An Australian airforce surveillance aircraft plans to rendezvous at first light today with the yacht in the round-the-world Volvo Ocean Race and drop urgent medical supplies.
Keith Kilpatrick, a 40-year-old sail trimmer on New Zealand skipper Grant Dalton's Amer Sports One, has a serious stomach problem and is being treated with morphine by a doctor on board, Volvo Ocean Race office said in a statement.
"Kilpatrick is currently receiving antibiotics and morphine and is on a saline drip and the boat's limited medications are now running out," the race organisers said.
The yacht is around latitude 47 degrees, 41.40 minutes south and out of range for a helicopter evacuation.
A spokesman for the Australian Maritime Rescue Co-ordination Centre said it had been notified Kilpatrick had "a suspected blocked intestine" and could not keep fluids down. An Australian airforce PC3 Orion long-range surveillance plane from Australia's southwest coast is not expected to reach the yacht until early today. "They will drop supplies, but they have to do it during daylight hours," said the rescue centre spokesman.
Kilpatrick has been a professional sailor for 20 years, competing in eight long Pacific races and the 1992 US Olympic trials.
Currently sixth in the second leg between Cape Town and Sydney, Amer Sports One is around 1,500 nautical miles southwest of Australia around the remote Kerguelin Islands.
Weather conditions in the area are wild with yachts being battered by four- to five-metre seas, persistent rain and winds gusting around 35 knots. Air temperatures are below zero and sailors are forced to wear goggles while on deck.
"Conditions are becoming heinous and forecast to get worse," said navigator Mark Rudgier on Assa Abloy, which is third.
Race officials said Amer Sports One was in a "fast lane" and gaining on yachts in front headed straight towards Australia. The yacht is the only boat in the eight-strong Volvo fleet with a doctor on board, navigator Roger Nilson.

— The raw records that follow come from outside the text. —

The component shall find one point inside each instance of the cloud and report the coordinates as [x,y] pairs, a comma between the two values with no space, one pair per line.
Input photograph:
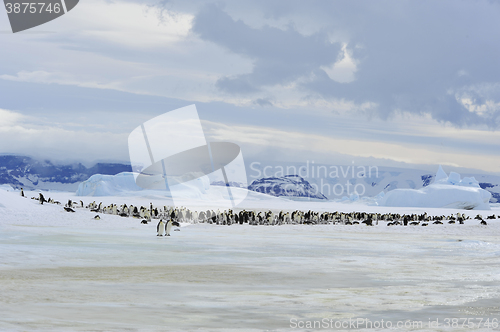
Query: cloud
[309,144]
[26,135]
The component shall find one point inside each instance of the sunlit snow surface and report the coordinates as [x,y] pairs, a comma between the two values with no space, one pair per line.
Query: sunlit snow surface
[65,271]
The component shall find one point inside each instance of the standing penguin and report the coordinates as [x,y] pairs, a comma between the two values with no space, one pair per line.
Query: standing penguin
[169,227]
[160,229]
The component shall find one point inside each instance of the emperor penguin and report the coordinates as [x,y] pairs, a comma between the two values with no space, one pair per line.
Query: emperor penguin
[160,229]
[168,227]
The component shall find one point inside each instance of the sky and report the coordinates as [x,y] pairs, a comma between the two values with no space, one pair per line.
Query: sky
[385,83]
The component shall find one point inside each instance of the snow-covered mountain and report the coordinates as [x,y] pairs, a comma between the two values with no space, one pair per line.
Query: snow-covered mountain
[25,172]
[338,181]
[289,186]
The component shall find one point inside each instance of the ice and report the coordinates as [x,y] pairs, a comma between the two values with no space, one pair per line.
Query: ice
[446,191]
[65,271]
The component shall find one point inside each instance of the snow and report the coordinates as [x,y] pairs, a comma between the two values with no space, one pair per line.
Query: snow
[446,191]
[66,271]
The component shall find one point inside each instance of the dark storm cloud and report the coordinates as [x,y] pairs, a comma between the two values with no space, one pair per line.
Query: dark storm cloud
[419,57]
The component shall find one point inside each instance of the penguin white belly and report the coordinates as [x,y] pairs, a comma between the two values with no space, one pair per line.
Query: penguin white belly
[161,228]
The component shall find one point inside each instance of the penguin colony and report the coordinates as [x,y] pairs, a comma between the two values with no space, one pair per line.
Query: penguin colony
[229,217]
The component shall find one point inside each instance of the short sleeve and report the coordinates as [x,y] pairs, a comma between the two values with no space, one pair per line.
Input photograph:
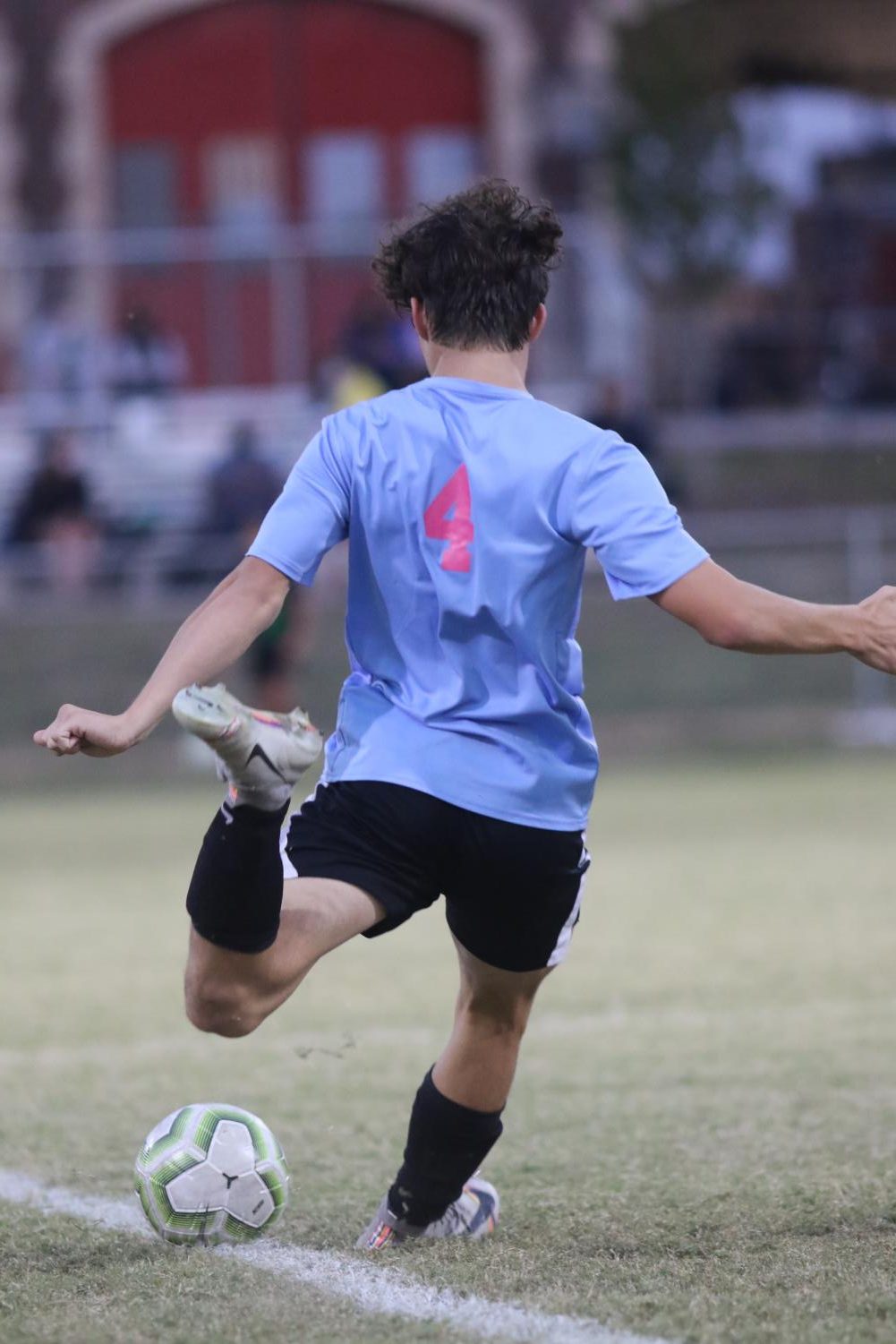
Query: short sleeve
[614,503]
[311,512]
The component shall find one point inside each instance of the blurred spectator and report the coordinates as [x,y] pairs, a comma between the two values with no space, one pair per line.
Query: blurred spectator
[54,515]
[635,428]
[383,345]
[354,383]
[144,361]
[53,364]
[241,488]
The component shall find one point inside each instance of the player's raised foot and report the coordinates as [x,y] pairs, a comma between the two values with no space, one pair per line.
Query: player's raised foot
[260,754]
[474,1215]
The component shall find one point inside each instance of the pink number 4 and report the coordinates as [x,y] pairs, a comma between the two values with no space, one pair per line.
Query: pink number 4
[457,528]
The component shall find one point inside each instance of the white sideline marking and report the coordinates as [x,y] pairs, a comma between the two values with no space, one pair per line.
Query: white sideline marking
[381,1290]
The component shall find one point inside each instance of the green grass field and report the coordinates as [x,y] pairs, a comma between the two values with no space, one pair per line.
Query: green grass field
[703,1137]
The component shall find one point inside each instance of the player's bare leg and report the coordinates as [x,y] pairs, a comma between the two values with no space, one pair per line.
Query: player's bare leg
[231,992]
[476,1067]
[456,1118]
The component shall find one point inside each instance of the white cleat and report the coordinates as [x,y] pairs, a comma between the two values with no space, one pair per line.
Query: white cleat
[474,1215]
[260,754]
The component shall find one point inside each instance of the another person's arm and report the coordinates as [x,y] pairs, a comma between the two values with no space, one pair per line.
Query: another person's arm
[614,503]
[212,638]
[739,616]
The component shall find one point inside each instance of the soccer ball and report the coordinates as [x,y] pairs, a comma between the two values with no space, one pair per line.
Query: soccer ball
[211,1174]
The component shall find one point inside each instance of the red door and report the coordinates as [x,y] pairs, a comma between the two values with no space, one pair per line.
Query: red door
[241,116]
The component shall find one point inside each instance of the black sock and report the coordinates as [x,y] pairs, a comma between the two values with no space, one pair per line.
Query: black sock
[445,1145]
[236,887]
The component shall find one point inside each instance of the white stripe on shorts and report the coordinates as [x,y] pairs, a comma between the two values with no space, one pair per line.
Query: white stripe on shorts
[566,933]
[289,867]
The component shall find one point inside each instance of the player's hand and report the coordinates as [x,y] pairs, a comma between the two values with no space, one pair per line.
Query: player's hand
[877,630]
[75,730]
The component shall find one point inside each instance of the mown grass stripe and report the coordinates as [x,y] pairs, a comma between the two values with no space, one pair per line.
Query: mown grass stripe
[373,1288]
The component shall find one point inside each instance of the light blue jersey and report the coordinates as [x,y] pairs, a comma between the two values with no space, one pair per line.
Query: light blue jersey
[469,509]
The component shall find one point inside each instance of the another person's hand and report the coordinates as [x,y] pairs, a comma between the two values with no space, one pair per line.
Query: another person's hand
[876,643]
[75,730]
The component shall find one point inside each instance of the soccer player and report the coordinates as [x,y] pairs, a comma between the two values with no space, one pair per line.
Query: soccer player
[463,761]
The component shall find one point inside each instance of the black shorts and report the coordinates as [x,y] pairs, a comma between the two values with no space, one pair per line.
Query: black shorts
[512,893]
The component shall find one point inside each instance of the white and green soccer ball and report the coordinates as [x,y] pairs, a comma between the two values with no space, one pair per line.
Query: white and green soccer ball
[211,1174]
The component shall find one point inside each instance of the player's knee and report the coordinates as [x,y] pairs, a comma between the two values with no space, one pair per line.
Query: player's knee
[495,1015]
[223,1010]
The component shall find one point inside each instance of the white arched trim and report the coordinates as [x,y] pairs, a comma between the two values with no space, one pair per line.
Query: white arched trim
[89,34]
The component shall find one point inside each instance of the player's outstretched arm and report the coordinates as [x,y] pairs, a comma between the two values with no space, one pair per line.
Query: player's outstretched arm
[740,616]
[212,638]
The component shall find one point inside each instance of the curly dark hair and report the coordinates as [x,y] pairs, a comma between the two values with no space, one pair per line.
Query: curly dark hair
[479,262]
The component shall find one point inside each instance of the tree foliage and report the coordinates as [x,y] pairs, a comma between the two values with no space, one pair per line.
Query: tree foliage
[683,176]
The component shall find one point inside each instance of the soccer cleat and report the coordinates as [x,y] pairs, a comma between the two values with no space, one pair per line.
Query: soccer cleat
[474,1215]
[260,754]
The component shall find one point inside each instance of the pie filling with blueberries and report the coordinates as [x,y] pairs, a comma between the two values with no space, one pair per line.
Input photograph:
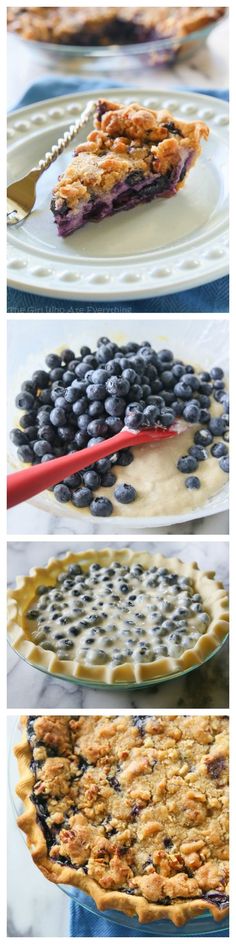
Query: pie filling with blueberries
[132,810]
[117,616]
[84,397]
[133,155]
[102,26]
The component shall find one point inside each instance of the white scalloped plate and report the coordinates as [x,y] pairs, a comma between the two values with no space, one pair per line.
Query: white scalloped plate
[155,249]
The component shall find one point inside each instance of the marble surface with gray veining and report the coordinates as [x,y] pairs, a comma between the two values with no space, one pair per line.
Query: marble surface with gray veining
[206,687]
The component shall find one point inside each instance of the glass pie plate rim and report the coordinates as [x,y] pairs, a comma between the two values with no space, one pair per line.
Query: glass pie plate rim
[119,686]
[168,44]
[201,925]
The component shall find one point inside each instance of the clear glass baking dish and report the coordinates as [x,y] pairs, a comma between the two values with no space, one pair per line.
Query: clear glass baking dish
[121,686]
[128,57]
[201,926]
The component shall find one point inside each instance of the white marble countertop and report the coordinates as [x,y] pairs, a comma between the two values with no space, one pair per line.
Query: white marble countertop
[206,688]
[208,68]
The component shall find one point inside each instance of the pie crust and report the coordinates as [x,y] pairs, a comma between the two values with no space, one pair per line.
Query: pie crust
[101,26]
[134,155]
[212,592]
[151,841]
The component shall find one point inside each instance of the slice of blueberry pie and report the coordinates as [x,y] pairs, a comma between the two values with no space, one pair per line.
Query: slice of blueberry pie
[133,155]
[117,616]
[132,810]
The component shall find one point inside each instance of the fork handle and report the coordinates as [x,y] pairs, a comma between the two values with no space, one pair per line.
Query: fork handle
[62,143]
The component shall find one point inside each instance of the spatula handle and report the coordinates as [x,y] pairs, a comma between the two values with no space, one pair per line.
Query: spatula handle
[28,482]
[62,143]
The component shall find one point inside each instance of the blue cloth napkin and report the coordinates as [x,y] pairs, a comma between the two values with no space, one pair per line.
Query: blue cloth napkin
[210,298]
[83,923]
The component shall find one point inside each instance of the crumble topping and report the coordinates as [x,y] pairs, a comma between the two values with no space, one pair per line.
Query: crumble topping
[132,803]
[105,25]
[128,139]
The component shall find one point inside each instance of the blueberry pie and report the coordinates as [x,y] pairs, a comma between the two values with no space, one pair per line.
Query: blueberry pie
[132,810]
[102,26]
[133,155]
[117,616]
[83,396]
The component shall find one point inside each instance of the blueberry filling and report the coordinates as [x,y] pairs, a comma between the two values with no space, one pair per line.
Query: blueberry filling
[123,196]
[113,386]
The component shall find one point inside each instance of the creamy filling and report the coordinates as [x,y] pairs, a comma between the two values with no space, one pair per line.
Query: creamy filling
[117,614]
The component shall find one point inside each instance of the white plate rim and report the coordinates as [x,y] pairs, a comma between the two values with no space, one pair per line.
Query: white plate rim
[117,285]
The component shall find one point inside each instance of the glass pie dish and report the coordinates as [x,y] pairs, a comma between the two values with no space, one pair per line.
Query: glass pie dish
[128,58]
[201,926]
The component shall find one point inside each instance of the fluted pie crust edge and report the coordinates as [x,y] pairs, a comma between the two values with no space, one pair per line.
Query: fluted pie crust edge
[212,592]
[178,913]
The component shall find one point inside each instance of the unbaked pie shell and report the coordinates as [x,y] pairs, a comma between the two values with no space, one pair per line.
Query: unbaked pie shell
[178,913]
[213,594]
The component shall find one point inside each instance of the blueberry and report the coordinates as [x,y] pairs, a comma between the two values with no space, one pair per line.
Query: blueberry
[191,413]
[97,428]
[94,441]
[192,482]
[217,373]
[117,386]
[165,355]
[68,377]
[125,493]
[41,379]
[62,493]
[217,426]
[24,401]
[96,392]
[108,479]
[183,390]
[67,355]
[96,408]
[58,417]
[115,406]
[91,479]
[150,415]
[53,360]
[83,421]
[166,418]
[82,498]
[167,378]
[130,375]
[198,452]
[80,407]
[101,507]
[218,450]
[18,438]
[134,419]
[125,457]
[187,464]
[115,424]
[99,376]
[224,463]
[203,437]
[204,416]
[178,370]
[25,453]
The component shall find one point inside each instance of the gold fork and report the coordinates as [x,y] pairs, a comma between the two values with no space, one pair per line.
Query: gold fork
[21,194]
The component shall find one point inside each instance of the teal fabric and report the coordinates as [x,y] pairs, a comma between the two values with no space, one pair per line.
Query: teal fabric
[210,298]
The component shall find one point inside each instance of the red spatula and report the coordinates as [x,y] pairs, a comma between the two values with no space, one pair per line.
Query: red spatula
[28,482]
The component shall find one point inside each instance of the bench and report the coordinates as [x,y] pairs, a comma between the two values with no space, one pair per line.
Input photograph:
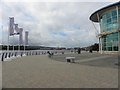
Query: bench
[70,59]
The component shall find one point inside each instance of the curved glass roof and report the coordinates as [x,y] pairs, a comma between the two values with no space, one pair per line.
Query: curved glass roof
[94,16]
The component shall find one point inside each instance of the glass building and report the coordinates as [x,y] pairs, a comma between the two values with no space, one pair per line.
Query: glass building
[109,20]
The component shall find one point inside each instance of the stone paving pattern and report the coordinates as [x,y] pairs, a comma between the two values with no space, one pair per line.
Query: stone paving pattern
[43,72]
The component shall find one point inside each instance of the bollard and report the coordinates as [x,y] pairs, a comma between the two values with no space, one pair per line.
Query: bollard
[2,57]
[5,55]
[9,54]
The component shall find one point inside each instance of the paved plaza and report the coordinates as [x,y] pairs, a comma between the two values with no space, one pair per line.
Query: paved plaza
[90,70]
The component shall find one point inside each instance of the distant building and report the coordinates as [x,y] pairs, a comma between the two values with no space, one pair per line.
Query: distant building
[109,19]
[21,36]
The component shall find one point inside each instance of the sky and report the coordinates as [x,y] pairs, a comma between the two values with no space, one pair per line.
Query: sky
[59,24]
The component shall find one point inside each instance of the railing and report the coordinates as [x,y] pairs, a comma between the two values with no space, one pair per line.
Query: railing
[10,54]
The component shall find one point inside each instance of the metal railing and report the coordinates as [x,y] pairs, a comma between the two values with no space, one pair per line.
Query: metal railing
[10,54]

Race officials said they had taken precautions in plotting the race course through the treacherous Southern Ocean to ensure rescue facilities were within reach of yachts.
"Prior to the start of this race the Volvo Ocean Race committee worked with the Australian Rescue Centre to bring the course within 2,000 nautical mile maximum range of rescue facilities," said race director Michael Woods.
Australian maritime rescue authorities have been called on to rescue several around-the-world sailors in the Southern Ocean.
British sailor Tony Bullimore spent four days inside his upturned yacht, in the same area as Amber Sports One, after it lost its keel during the 1997 Vendee Globe race.
An Australian navy frigate eventually reached Bullimore and rescued him from the freezing waters, along with fellow competitor Frenchman Thierry Dubois.
In 1994 solo French yachtswoman Isabelle Autissier was winched from her stricken yacht after it was hit by a freak wave in the Southern Ocean and drifted for four days.